Ramirez-Figueroa’s work attempts to create an opening for dialogue around ethics regarding the development of interpersonal relationships embedded in political conflict, colonialism, oral history, ethnic cleansing, economics, and notions of belonging.
This explored dialogue is a re-consideration of the parameters between the self and the “other”, concepts that are currently influenced and defined by political, cultural, religious and scientific ideology. Ramirez-Figueroa utilizes Georges Bataille’s theory of excess to further explore the possibility of excess in relation to potential communication between individuals.

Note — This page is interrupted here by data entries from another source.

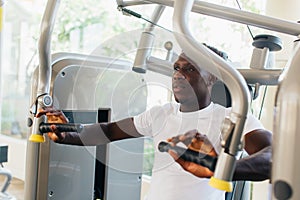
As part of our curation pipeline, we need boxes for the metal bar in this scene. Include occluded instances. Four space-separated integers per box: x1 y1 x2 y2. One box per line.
173 0 250 189
117 0 300 36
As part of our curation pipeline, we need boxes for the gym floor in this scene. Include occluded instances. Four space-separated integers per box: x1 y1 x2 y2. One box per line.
0 175 24 200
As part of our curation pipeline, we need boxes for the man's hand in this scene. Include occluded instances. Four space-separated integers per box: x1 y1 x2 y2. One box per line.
167 130 217 178
36 107 68 142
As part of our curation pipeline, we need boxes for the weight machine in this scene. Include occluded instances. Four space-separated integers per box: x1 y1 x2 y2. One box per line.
25 0 300 200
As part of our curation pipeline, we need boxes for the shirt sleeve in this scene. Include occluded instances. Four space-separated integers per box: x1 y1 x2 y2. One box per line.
243 113 264 135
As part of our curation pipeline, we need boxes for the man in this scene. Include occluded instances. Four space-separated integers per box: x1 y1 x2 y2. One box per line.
38 45 271 200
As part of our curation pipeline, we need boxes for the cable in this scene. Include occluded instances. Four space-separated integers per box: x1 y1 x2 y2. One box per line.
258 85 268 120
118 6 173 33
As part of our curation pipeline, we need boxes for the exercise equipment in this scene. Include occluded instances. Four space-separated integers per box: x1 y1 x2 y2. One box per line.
25 0 300 200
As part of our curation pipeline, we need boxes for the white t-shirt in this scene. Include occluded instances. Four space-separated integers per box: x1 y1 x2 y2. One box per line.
134 103 263 200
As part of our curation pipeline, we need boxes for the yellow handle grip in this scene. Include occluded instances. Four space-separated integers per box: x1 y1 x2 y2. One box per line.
29 134 45 143
209 177 233 192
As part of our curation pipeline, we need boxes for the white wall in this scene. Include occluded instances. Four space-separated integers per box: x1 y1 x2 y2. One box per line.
0 135 26 180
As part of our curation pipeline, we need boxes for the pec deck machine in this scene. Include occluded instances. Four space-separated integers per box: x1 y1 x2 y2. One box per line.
25 0 300 200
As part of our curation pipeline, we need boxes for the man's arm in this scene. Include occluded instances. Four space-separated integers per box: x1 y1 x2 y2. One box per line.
168 129 272 181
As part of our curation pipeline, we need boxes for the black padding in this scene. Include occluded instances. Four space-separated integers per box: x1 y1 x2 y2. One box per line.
252 35 282 51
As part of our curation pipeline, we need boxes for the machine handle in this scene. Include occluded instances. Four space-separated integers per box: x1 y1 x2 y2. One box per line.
158 142 218 172
40 123 83 133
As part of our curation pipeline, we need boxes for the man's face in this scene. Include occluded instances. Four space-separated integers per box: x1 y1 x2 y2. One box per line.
172 56 209 104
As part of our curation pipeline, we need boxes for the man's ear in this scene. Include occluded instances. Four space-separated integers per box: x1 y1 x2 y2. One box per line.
207 74 218 86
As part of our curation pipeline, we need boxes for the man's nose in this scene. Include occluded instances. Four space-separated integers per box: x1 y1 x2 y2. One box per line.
173 71 185 80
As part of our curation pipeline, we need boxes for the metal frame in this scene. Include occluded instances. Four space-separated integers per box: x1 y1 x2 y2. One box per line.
25 0 300 200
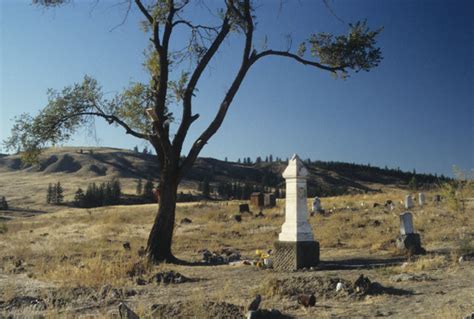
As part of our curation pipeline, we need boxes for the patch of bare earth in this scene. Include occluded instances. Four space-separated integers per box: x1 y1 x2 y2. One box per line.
0 190 474 318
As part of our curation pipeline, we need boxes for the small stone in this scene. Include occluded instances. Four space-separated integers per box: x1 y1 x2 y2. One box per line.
119 302 140 319
179 217 193 225
247 295 262 311
336 282 345 292
136 278 147 286
298 294 316 308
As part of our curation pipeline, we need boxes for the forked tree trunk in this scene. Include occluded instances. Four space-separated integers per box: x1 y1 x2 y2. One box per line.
147 172 178 263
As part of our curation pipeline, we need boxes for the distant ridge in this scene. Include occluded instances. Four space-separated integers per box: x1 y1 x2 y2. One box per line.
0 147 438 196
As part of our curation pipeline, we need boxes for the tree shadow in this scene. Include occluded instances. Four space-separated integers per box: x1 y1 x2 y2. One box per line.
368 282 416 296
318 257 407 270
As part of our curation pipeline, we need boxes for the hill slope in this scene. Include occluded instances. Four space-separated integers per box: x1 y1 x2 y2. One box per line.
0 147 437 196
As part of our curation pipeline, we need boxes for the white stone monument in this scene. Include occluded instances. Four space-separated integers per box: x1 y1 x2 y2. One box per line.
312 197 322 213
273 154 319 270
418 193 425 206
396 212 426 255
400 212 415 235
405 195 414 209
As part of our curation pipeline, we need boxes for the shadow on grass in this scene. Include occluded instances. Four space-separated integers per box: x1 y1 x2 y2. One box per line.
318 257 407 270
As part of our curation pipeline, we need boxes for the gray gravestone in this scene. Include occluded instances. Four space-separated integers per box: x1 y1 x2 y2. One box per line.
405 195 414 209
400 212 414 235
313 197 321 213
396 212 426 255
418 193 425 206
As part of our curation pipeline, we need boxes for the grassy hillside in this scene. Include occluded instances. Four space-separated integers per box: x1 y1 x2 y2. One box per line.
0 147 444 200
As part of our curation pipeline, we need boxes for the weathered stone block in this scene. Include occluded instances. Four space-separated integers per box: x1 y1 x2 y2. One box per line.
396 234 426 255
273 241 319 271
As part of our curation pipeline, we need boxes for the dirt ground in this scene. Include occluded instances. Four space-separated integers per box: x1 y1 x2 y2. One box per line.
0 192 474 318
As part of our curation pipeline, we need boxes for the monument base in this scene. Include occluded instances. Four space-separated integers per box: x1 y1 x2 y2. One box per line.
396 234 426 255
273 241 319 271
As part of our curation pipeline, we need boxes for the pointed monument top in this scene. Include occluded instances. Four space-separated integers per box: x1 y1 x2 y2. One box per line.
283 154 308 178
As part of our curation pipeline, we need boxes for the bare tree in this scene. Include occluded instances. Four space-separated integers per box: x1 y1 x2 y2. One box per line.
5 0 382 262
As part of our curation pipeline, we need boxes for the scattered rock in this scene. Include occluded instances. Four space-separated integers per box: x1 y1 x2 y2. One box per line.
148 270 191 285
5 296 47 311
247 309 291 319
239 204 250 214
354 275 370 295
370 219 382 227
135 278 147 286
151 301 245 319
127 261 146 278
336 282 345 292
137 246 146 257
199 248 240 265
179 217 193 225
298 294 316 308
255 211 265 218
247 295 262 311
389 273 434 282
119 302 140 319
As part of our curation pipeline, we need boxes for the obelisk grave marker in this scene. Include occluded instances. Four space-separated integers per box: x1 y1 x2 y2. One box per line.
273 154 319 271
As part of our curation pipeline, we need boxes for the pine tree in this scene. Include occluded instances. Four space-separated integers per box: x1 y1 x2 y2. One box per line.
0 196 8 210
46 183 53 204
202 178 211 198
54 182 64 204
111 179 122 204
74 187 85 207
136 178 143 196
408 175 418 191
142 179 154 202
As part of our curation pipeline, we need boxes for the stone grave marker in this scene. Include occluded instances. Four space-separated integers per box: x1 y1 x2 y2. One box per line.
400 212 414 235
396 212 426 255
405 195 414 209
273 154 319 271
418 193 425 206
312 197 322 213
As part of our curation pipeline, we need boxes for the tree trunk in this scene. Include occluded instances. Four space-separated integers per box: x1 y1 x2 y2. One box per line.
147 172 178 263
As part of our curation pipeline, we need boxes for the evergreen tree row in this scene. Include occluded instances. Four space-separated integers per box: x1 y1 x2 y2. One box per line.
46 182 64 205
74 179 122 208
0 196 8 210
136 178 158 203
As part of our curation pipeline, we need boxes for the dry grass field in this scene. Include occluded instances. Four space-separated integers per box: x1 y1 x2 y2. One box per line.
0 181 474 318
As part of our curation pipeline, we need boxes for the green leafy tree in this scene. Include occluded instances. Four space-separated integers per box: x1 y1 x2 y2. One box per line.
5 0 382 262
201 178 211 198
74 187 86 207
135 178 143 196
46 183 53 204
408 175 418 191
143 179 155 202
54 182 64 205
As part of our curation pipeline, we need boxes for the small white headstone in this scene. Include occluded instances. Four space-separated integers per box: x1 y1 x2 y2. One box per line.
400 212 415 235
313 197 321 213
405 195 413 209
418 193 425 206
278 154 314 242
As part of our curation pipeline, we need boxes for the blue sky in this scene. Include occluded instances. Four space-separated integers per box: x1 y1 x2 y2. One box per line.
0 0 474 175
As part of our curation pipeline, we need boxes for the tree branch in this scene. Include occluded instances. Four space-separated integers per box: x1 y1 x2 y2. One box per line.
251 50 347 73
135 0 155 25
180 0 254 178
173 15 230 154
50 112 150 140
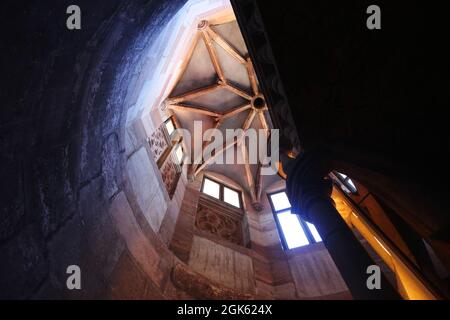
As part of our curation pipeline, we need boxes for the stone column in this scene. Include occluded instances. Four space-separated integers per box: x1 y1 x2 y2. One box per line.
282 153 400 300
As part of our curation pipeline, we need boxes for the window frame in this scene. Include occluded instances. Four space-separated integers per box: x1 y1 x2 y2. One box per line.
267 189 323 250
200 175 244 210
164 116 177 139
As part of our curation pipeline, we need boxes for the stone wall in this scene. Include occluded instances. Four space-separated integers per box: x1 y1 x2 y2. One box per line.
170 172 351 299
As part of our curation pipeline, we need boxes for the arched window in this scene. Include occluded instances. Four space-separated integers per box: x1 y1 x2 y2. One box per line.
202 177 242 208
268 191 322 250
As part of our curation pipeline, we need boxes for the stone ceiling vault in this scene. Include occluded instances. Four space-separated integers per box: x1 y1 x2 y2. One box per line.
165 20 279 209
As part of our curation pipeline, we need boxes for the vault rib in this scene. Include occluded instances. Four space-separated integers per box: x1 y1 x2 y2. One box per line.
200 29 225 83
167 103 222 117
207 27 246 64
245 58 259 96
167 84 222 104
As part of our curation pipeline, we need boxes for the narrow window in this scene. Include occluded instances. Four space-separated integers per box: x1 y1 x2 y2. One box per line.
202 177 242 208
202 178 220 199
269 191 322 249
223 186 241 208
164 118 175 137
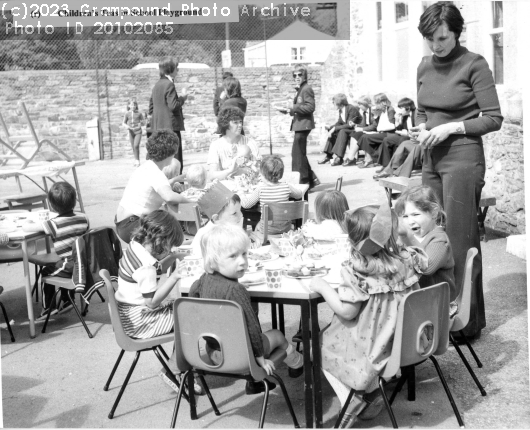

Bataille saw the concept of excess as related to a bleak and abject side of human existence, focusing on that which society has generally refused to recognize. Ramirez-Figueroa questions if this notion of excess could also be applied to an unacknowledged sense of empathy and communication within the commonplace and ordinary human experience. Such investigations reach into the realms of the metaphysical, attempting to describe an opposite end of the spectrum related to Bataille’s theories of excess, while simultaneously utilizing abject images of excess in his work.
Concurrent to this desire for dialogue around the influences on self-individuation in relation to ethics, the artist calls for a reassessment of the way in which semiotics is commonly used within cultural dialogue. Seemingly, the desire to reduce the interpretation of art to its most simplified and immediate meaning pervades the contemporary cultural climate. By not providing work easily read from the viewpoint of semiotics, the artist wishes to present the opportunity of a more contemplative experience of art for the viewer, and a more complex consideration of the meaning of the semantics of the work.
Naufus Ramirez-Figueroa studied at the Emily Carr Institute of Art and Design in the Intermedia program, and has been mentored by Rebecca Belmore in the areas of sculpture and installation. He is currently preparing a Performance Art work for the Vancouver Art Gallery integrating the sculptural pieces of Franz West in relation to the current VAG exhibition.